Laminectomy with Bilateral Foraminotomies Sample

Laminectomy with Bilateral Foraminotomies Sample Report

DATE OF PROCEDURE: MM/DD/YYYY

PREOPERATIVE DIAGNOSES:
1. Lumbar radiculopathy.
2. Lumbar spondylosis.

POSTOPERATIVE DIAGNOSES:
1. Lumbar radiculopathy.
2. Lumbar spondylosis.

PROCEDURE PERFORMED: L4-5 and L5-S1 decompressive laminectomy with bilateral foraminotomies.

SURGEON: John Doe, MD

ANESTHESIA: General endotracheal.

DESCRIPTION OF PROCEDURE: The patient was brought to the operating room, intubated, and placed under general endotracheal anesthesia. She was turned prone on a Wilson frame, which was maintained in its lowest position.

The patient’s back was prepped and draped in a sterile fashion. The previous incision was identified and outlined and infiltrated with Marcaine with epinephrine. The incision was opened to the lumbar fascia. The self-retaining retractors were placed. Paraspinal muscles were taken down bilaterally in a subperiosteal fashion using the Harmonic scalpel. There was some more scar tissue on the right but the process of L4 and L5 resected. Interestingly, the patient was narrowed on the left as well and actually also had narrowed foramen.

Attention was first directed to the right. The L5 foramen was actually narrowed but also the S1 root was extremely compressed, mainly from scar formation and also from thecal sac compression. She did not appear to have a herniated disk but had a very large spur underneath, which actually went significantly even over to the left side and that side was resected as well and actually the S1 root was significantly compromised also. Therefore, foraminotomy was also performed on that side. The L4-5 disk was slightly bulging but not herniated.

At L5-S1, we did examine the disk area.

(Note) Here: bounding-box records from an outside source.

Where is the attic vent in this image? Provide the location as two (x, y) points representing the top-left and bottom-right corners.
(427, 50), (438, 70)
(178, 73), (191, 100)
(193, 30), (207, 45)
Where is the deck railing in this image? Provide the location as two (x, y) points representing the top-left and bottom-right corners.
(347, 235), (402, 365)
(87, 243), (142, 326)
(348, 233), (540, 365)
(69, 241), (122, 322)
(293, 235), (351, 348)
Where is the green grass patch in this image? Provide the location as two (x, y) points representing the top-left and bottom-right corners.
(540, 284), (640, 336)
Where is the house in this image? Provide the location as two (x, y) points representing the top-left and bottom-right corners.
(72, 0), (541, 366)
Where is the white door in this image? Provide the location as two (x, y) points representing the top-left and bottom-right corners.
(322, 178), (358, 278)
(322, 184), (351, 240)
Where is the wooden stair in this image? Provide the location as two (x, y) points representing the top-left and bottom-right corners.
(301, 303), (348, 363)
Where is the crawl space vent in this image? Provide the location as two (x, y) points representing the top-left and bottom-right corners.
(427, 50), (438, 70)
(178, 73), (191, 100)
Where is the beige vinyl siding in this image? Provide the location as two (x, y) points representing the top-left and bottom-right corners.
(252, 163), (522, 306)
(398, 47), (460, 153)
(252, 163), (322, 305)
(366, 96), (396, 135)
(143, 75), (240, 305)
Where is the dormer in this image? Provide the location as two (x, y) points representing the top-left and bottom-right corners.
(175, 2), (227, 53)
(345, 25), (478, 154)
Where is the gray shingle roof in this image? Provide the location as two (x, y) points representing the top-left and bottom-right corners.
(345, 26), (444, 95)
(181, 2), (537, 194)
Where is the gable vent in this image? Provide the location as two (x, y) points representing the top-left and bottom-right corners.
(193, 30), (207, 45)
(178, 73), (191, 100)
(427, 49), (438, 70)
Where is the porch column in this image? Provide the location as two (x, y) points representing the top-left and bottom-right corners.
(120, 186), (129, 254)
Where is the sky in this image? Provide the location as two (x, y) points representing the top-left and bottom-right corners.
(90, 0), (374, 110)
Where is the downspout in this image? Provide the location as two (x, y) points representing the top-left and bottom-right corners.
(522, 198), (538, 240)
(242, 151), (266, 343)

Again, really no herniation per se was identified. There was some disk material that was identified. However, primarily the bulge appeared to be a very large central spur. Again, by doing a decompression and foraminotomies, there will be hopefully significant room for the roots to get through as well as thecal sac without further compromising. The scar tissue was identified as stated, primarily on the right. This was also resected.

At the completion of the procedure, thecal sac and nerve roots bilaterally were both decompressed. Hemostasis was achieved with bipolar electrocautery in a manner using Gelfoam soaked in thrombin.

The wound was irrigated and noted to be clear. The wound was then closed in layers, 0-Vicryl used to reapproximate the muscle and fascia layer, 2-0 Vicryl to reapproximate the subcutaneous layer in inverted, interrupted fashion, and 3-0 nylon to reapproximate the skin edges in an interrupted fashion.